What these analysts are not so sure about is what kind of damage a cheaper (and presumably lower-margin) iPhone would do to the product’s enviably high gross margin — currently about 55%. The fear on the Street, according to Munster, is that Apple’s overall gross margin could fall from its record high of 47.4% in March 2012 to 30% by 2015.

That fear, he says, is “overblown.” If he tries really hard he can imagine a scenario where profit margins come down to 32% by 2015. But that, he writes, “would require a nuclear meltdown in Apple’s model including 50% cannibalization of the regular iPhone from the cheaper iPhone, a 15% margin on the cheaper phone, and a 10% margin on the TV.”

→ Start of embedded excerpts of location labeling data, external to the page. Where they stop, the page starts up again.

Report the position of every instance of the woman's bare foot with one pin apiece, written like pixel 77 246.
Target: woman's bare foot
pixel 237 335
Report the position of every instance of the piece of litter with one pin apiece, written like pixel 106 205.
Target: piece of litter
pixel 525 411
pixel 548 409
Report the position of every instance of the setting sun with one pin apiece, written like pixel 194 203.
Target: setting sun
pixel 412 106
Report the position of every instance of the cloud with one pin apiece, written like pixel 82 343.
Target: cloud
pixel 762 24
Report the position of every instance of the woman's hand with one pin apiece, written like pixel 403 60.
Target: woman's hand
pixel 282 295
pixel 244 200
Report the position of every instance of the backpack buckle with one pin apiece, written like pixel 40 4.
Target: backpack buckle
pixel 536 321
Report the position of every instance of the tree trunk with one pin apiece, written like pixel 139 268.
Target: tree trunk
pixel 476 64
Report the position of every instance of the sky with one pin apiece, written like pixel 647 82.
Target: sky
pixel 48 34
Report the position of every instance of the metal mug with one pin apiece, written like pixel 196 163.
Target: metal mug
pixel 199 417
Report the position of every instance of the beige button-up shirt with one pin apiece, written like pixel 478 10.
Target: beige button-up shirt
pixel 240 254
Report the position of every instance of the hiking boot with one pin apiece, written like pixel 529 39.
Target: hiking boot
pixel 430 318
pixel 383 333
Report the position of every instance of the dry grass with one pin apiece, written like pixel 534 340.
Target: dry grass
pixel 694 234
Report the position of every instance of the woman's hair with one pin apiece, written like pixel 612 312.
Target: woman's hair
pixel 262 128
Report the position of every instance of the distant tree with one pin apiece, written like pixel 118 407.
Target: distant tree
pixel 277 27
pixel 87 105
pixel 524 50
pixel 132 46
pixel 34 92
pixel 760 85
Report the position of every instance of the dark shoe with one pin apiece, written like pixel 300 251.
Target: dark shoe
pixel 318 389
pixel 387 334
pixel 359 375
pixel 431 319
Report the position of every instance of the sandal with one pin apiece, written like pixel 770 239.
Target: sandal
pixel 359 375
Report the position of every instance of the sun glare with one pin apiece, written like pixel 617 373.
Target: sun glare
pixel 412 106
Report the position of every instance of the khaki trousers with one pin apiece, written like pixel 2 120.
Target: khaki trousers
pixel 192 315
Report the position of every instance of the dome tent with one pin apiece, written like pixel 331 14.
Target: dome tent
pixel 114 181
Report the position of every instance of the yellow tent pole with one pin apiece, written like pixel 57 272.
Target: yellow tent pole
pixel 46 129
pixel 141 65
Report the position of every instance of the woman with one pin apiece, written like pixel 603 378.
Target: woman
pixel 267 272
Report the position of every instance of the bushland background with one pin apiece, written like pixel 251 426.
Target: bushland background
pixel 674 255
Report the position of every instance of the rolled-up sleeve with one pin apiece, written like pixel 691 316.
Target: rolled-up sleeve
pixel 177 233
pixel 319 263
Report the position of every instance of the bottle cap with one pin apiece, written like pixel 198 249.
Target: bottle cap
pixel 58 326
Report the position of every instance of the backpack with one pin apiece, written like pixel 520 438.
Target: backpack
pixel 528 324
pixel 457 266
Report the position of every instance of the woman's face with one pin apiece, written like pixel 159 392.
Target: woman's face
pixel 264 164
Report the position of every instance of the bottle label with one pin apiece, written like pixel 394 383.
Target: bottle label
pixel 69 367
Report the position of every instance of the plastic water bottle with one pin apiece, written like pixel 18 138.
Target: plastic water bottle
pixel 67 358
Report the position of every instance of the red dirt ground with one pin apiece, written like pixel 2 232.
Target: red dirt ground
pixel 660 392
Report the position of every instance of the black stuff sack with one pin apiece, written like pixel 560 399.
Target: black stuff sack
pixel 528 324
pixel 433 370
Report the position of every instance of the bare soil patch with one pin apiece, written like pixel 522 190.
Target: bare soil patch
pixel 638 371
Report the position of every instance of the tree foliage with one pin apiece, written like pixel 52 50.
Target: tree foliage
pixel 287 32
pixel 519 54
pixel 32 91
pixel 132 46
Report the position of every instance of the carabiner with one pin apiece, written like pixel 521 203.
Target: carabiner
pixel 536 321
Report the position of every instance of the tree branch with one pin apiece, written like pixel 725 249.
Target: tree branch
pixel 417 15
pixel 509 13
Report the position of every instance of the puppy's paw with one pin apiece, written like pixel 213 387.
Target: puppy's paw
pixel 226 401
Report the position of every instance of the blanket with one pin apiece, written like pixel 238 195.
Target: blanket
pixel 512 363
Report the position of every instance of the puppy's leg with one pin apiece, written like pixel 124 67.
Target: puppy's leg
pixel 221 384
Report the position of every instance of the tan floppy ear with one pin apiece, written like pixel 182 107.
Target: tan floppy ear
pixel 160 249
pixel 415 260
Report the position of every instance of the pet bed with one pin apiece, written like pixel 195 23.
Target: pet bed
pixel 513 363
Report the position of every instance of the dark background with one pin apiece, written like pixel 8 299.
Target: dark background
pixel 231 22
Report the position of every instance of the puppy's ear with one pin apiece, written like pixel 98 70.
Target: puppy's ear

That last item — the TV — is another product no analyst has ever seen, and Munster shows enough forbearance not to include it in his financial model for the company.


Click to enlarge.

But his new spreadsheet does include the first two “nuclear meltdown” assumptions — a 50% drop in regular iPhone sales and a 15% margin on the cheaper ones — and when he crunches the numbers it spits out the two sets of highlighted results in the chart at right: GM and EPS of 35.8% and $46.77, respectively, in fiscal 2014, going to 33.9% and $54.48 in 2015.

Sticking with his assumption that Apple should trade with a P/E of 14, Munster is forced to reduce his 12-month price target to $655 from $688.

Apple closed Thursday at $456.77 with a forward P/E of 10.36.